The authors tackled the problem of brain tissue segmentation in neuroimaging by integrating a convolutional neural network (CNN) into a probabilistic generative model, specifically replacing the Markov random field prior with a recurrent CNN to encode complex spatial interactions. They validated the model on publicly available MR data from different centers, showing it generalizes across imaging protocols.

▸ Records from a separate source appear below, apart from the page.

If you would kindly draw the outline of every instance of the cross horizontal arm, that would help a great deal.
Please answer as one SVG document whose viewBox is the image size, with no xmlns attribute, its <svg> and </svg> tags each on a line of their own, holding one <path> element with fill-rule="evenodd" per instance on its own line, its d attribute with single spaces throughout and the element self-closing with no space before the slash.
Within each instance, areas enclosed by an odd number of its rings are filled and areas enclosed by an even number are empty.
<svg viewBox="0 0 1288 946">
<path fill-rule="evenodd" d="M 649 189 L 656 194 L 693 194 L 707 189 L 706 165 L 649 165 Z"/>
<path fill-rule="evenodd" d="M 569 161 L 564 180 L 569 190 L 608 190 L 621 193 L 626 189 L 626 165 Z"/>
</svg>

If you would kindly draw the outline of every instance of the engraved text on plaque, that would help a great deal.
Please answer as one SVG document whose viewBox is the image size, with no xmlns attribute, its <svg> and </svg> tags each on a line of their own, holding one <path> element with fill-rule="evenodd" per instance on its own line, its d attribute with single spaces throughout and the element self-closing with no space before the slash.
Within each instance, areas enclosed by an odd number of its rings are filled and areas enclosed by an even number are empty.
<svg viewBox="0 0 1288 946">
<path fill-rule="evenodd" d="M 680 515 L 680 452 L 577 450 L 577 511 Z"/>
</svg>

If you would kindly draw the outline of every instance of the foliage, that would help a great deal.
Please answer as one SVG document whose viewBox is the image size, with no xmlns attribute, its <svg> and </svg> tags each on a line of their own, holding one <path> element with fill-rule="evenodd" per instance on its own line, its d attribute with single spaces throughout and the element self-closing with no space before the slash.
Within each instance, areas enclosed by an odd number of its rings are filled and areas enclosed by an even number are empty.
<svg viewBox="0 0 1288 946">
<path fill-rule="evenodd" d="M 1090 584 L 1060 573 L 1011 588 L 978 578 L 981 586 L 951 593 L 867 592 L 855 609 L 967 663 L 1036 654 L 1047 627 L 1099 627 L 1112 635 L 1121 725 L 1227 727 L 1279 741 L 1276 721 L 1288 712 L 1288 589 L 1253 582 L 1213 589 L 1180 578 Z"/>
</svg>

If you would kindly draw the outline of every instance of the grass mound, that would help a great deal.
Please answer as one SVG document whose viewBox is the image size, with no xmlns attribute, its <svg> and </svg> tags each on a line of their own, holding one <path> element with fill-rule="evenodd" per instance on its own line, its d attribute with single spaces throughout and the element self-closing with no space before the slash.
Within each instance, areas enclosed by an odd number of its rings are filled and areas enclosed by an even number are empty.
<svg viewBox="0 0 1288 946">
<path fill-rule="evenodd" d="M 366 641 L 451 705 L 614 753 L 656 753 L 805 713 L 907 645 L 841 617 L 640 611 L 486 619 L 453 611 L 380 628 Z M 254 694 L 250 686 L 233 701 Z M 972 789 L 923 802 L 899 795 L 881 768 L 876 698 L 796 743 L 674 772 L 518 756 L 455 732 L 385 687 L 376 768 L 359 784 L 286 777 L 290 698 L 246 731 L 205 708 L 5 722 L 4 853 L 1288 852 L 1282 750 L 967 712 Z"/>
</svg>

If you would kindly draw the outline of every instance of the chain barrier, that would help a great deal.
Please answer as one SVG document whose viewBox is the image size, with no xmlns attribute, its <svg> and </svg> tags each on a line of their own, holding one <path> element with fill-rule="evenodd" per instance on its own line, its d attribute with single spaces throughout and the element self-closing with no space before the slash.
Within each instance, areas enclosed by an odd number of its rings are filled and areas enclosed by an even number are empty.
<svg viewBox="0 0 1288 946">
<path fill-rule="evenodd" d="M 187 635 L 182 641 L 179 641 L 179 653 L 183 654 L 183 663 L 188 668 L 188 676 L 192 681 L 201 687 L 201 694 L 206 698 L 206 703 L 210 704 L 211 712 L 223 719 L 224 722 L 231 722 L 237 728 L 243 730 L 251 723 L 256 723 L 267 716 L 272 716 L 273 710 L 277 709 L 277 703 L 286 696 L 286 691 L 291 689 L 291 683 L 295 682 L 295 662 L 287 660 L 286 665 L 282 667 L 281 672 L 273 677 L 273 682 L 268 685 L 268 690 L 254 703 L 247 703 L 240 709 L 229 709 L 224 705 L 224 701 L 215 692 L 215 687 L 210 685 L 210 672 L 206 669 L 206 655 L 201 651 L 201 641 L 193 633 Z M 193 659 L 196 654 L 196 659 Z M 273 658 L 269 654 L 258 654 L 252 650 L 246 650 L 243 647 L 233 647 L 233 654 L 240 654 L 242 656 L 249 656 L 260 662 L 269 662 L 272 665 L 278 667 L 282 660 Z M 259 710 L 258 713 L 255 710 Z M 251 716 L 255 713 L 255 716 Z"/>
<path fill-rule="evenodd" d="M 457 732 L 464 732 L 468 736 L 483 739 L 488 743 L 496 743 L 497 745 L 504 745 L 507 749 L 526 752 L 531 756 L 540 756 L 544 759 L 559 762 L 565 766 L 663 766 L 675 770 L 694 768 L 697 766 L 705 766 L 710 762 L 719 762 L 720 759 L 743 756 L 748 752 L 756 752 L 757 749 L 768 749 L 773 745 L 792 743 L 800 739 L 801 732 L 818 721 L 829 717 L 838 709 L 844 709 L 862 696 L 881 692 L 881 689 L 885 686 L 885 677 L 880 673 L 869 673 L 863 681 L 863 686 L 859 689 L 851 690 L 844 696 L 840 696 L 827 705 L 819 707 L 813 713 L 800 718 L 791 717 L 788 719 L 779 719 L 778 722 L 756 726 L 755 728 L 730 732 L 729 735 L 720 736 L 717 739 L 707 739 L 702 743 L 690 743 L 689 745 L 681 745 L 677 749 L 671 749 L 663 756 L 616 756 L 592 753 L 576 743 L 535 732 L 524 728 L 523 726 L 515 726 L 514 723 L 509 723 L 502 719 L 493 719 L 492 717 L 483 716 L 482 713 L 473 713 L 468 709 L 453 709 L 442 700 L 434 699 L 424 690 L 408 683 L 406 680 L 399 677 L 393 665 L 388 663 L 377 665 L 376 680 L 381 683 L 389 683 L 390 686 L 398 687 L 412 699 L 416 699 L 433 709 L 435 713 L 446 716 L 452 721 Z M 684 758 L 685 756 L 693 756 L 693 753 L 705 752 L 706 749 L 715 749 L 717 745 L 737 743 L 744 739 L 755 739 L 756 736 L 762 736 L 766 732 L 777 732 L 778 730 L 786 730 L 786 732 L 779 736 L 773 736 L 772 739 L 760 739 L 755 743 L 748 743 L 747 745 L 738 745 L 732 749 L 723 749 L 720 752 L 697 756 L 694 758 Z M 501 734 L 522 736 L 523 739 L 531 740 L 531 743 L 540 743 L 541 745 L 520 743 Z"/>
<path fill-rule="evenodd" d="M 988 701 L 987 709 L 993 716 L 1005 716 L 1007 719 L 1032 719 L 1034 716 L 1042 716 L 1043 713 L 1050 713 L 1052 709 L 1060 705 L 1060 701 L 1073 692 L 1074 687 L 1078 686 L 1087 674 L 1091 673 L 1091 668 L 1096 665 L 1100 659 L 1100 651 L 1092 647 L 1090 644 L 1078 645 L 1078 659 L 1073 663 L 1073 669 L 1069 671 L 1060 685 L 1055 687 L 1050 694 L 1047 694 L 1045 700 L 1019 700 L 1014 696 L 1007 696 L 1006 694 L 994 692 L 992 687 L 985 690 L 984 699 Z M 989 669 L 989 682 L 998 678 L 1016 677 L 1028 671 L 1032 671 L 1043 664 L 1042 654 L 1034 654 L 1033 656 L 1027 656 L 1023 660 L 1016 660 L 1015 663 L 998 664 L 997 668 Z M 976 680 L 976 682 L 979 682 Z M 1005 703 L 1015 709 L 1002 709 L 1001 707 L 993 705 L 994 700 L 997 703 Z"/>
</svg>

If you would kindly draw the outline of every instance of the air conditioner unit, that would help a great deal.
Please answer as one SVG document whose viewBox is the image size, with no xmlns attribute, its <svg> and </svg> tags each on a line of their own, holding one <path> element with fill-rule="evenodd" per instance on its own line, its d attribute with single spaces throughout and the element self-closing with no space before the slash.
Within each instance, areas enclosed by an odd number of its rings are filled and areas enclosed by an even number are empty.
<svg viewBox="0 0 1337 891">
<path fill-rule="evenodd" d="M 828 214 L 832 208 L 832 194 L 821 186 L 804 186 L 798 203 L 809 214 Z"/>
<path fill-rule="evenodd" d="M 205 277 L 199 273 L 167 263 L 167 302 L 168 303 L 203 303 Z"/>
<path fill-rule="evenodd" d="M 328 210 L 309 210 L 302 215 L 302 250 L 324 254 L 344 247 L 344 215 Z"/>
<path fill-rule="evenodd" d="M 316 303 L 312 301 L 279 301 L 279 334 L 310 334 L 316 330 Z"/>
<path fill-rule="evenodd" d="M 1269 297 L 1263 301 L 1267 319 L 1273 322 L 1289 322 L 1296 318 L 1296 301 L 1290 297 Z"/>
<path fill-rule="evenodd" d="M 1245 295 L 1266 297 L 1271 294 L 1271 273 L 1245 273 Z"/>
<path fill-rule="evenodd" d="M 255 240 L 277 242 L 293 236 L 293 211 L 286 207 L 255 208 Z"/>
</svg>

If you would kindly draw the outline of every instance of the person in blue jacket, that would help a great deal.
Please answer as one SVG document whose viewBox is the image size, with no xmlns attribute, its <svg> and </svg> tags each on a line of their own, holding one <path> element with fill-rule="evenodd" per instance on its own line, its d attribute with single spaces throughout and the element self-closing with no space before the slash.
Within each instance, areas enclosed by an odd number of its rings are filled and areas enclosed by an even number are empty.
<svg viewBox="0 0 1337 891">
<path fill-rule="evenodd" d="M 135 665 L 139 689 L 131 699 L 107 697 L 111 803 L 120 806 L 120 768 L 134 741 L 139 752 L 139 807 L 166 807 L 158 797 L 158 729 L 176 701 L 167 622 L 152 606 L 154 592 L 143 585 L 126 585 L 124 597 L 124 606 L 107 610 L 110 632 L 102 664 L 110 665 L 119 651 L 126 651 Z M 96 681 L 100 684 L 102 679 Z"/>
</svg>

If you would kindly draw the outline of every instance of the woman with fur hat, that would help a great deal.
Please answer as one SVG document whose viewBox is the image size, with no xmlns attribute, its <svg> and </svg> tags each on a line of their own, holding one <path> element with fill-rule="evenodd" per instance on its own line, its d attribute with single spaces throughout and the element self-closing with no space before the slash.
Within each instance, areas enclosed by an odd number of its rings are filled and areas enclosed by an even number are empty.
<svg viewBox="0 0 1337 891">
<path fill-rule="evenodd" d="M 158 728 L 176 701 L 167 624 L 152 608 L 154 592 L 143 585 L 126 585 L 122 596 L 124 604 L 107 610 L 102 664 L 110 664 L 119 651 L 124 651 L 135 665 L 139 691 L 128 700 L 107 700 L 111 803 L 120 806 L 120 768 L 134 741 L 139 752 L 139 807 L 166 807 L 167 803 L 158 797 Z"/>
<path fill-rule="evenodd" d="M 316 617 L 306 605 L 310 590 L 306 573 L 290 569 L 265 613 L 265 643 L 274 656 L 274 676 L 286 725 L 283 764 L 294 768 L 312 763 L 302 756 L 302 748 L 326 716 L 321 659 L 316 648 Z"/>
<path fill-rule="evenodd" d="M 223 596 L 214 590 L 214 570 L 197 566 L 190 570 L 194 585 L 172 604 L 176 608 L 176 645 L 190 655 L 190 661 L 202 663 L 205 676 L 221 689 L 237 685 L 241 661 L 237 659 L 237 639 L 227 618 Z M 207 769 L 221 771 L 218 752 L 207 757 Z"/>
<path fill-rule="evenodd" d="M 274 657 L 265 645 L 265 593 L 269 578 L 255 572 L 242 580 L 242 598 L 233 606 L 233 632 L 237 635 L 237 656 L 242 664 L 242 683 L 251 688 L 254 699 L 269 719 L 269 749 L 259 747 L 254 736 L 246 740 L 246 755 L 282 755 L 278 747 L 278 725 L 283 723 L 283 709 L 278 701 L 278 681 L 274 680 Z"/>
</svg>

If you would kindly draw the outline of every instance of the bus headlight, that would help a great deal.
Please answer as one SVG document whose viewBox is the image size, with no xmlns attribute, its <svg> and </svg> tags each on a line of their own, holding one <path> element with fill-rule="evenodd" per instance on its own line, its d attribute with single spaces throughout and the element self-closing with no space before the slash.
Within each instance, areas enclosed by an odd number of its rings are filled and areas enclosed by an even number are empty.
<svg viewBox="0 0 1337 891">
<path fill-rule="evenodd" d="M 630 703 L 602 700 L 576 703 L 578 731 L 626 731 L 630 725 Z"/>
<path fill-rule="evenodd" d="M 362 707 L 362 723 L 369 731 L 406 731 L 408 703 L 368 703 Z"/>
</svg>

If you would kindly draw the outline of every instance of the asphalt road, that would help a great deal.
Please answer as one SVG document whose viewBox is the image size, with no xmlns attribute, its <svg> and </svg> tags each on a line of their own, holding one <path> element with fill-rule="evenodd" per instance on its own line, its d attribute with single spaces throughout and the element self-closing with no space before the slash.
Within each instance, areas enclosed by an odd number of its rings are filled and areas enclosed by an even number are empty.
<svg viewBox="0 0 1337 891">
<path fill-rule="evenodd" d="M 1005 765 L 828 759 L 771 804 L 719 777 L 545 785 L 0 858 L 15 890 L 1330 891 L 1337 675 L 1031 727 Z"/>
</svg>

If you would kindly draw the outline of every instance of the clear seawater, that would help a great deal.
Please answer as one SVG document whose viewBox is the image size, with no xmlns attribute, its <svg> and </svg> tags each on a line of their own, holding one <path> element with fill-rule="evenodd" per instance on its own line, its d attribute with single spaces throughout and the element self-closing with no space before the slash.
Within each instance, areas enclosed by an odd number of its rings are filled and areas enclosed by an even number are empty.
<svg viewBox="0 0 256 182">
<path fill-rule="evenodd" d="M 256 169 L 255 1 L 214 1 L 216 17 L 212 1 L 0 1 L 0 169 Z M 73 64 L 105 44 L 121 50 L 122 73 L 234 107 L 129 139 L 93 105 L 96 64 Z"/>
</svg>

Although convolutional neural networks (CNNs) currently dominate competitions on image segmentation, for neuroimaging analysis tasks, more classical generative approaches based on mixture models are still used in practice to parcellate brains. To bridge the gap between the two, in this paper we propose a marriage between a probabilistic generative model, which has been shown to be robust to variability among magnetic resonance (MR) images acquired via different imaging protocols, and a CNN. The link is in the prior distribution over the unknown tissue classes, which are classically modelled using a Markov random field. In this work we model the interactions among neighbouring pixels by a type of recurrent CNN, which can encode more complex spatial interactions. We validate our proposed model on publicly available MR data, from different centres, and show that it generalises across imaging protocols. This result demonstrates a successful and principled inclusion of a CNN in a generative model, which in turn could be adapted by any probabilistic generative approach for image segmentation.